I have a triangle $ABC$ and a point $P$ with barycentric coordinates ($\alpha, \beta, \gamma)$ that I want to reflect about the sides $a,b$ and $c$.
Calculating the general expression for a displacement vector perpendicular to $c$ and then using $|PB|=|P'B|$, I got
$$P'=\left(\alpha+x, \beta-\frac{S_A}{c^2}x, \gamma-\frac{S_B}{c^2}x\right)$$
for the reflection about $c$, where
$$x=\frac{-a^2\left((\beta-1)(-\frac{S_B}{c^2})+\gamma(-\frac{S_A}{c^2})\right)-b^2\left(\gamma+\alpha(-\frac{S_B}{c^2})\right)-c^2\left(\alpha(-\frac{S_A}{c^2})+(\beta-1)\right)}{\frac{S_A}{c^2}+\frac{S_B}{c^2}-\frac{S_A S_B}{c^4}}$$
and
$$S_A=\frac{-a^2+b^2+c^2}{2}, S_B=\frac{a^2-b^2+c^2}{2}$$
is Conway's Notation.
Can anyone confirm this or provide an easier formula? Any help is appreciated.
Best Answer
Without loss of generaliy let $A=(x_1,y_1), B=(0,0), C(x_3,0)$ be the cartesian coordinates of triangle of reference ABC with $y_1>0$ and $x_3>0$.

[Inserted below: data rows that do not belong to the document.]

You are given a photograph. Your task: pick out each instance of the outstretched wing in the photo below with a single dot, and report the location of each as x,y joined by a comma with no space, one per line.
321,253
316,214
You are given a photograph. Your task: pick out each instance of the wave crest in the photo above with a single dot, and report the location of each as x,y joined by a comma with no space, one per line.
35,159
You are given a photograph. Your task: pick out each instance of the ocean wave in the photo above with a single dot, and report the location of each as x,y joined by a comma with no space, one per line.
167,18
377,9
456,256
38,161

If $P=(\alpha, \beta,\gamma)$ are the absolute barycentric coordinates of point P, then its cartesian coordinates are $P=(x_0,y_0)=(\alpha x_1 +\gamma x_3, \alpha y_1)$.
Let $P'$ be the projection of point P on side BC and $(0,\beta',\gamma')$ its absolute barycentric coordinates. Therefore its cartesian coordinates are $(x_0,0)$.
Besides that, by the definition of barycentric coordinates we have $$\gamma'={S_{P'AB}\over S_{ABC}}={(1/2)x_0y_1\over (1/2)x_3y_1}={x_0\over x_3}={\alpha x_1 +\gamma x_3\over x_3}=\gamma +{x_1\over x_3}\alpha$$ $$\gamma'=\gamma +{c\cos B\over a}\alpha$$ $$\gamma'=\gamma +{a^2+c^2-b^2\over 2a^2}\alpha$$
As for $\beta'$, since $\beta'=1-\gamma'$ and $\alpha+\beta+\gamma=1$, we get $$\beta'=\beta+{a^2+b^2-c^2\over 2a^2}\alpha$$
Therefore the barycentric absolute coordinates of the reflexion point of P about BC are
$$(-\alpha,\beta+{a^2+b^2-c^2\over a^2}\alpha,\gamma +{a^2+c^2-b^2\over a^2}\alpha)$$
In like manner we get similar formulas for the reflexion point of P about CA and AB.